A typical work day for Tedd Clevenger starts early. "It tends to be emails in the morning. Then it's running some errands, maybe picking up some supplies at a distributor, delivering something, getting to the shop, working on the books, more emails, and starting to get things ready," he says. Once the shop is open, his focus is squarely on customer service and engagement. "I'm filling orders and talking to people about their problems or their ideas," he says. "Oh, and getting really dusty. I spend my day covered in grain dust."

But he's not complaining; Clevenger loves his work. "It's great, because I am meeting so many different people," he says. "And it's dynamic. People have different needs, different questions. So even though the day-to-day is the same, no two days are actually alike." He still brews his own beer when time allows, but in between batches, he gets vicarious enjoyment from the experiences of his customers.

"That's a little bit of voyeurism on my part," he jokes. "People come in with all kinds of different ideas, and it's very inspiring. It's like, 'Oh, wow. I never would have thought about that. That's really cool.' It's a hobby people love; it's often their escape from work. They enjoy the process, and they enjoy the product."

If a customer comes in with a problem -- maybe their recent batch of beer didn't come out right -- Clevenger does what he can to help. "If we screwed something up, we'll do whatever it takes to fix that," he says. "Or if something didn't go right for that person, and they're really disappointed, if there is anything I can do to try to make it better, I want to."

Generally, though, he comes into contact with people at or close to their best. "I'm generally not dealing with a bunch of angry individuals," Clevenger says. "People come in happy." And he does his best to make sure that they leave that way, too.

It's far from a radical concept, but Clevenger believes that with regard to Asheville Brewers Supply, the strongest focus should be on customer service and expertise.

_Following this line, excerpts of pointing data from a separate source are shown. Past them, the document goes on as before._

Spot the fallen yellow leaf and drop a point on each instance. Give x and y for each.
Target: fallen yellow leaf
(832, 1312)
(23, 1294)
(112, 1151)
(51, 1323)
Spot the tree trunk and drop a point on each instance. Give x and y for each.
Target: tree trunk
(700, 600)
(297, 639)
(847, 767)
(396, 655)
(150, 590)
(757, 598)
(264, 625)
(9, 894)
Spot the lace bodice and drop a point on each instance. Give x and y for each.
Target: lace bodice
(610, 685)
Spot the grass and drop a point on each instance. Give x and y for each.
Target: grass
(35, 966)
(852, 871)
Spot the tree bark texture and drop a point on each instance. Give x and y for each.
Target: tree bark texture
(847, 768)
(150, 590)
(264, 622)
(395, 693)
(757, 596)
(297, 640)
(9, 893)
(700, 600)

He knows that in a world full of online information, real interaction and the personal touch can set a business apart. "The internet is only a click away," he says.

Clevenger's store does have an online presence, but it's a small part of his business. "If you're online, you're just another link, so the only thing you're competing on is price," he says. "Now you're trying to compete with Anheuser Busch; they own [retail suppliers] Midwest and Northern Brewer. You're competing with these ginormous enterprises that are operating on such huge volumes that they can [succeed on] very slim margins."

That's not how Asheville Brewers Supply does business. "We do customer service well," Clevenger says. "That's our brand. It's all built on that."

In that same world in which one can visit a beer store -- or a supermarket, for that matter -- and come away with a broad and eclectic selection of beers, Tedd Clevenger believes there's still an important place for home brewing. When it's suggested that one can't find a true Berliner Weisse -- a cloudy, extremely sour wheat beer -- in Asheville, Clevenger seizes on that idea to make his point. "You can't get that really great example locally, right? You've got to go to Germany? Well, you could brew it yourself!" He says that's what's special about home brewing. "The ability to make exactly what you want -- something that you can't buy elsewhere -- is really, really rewarding. And that's a wonderful reason to do it."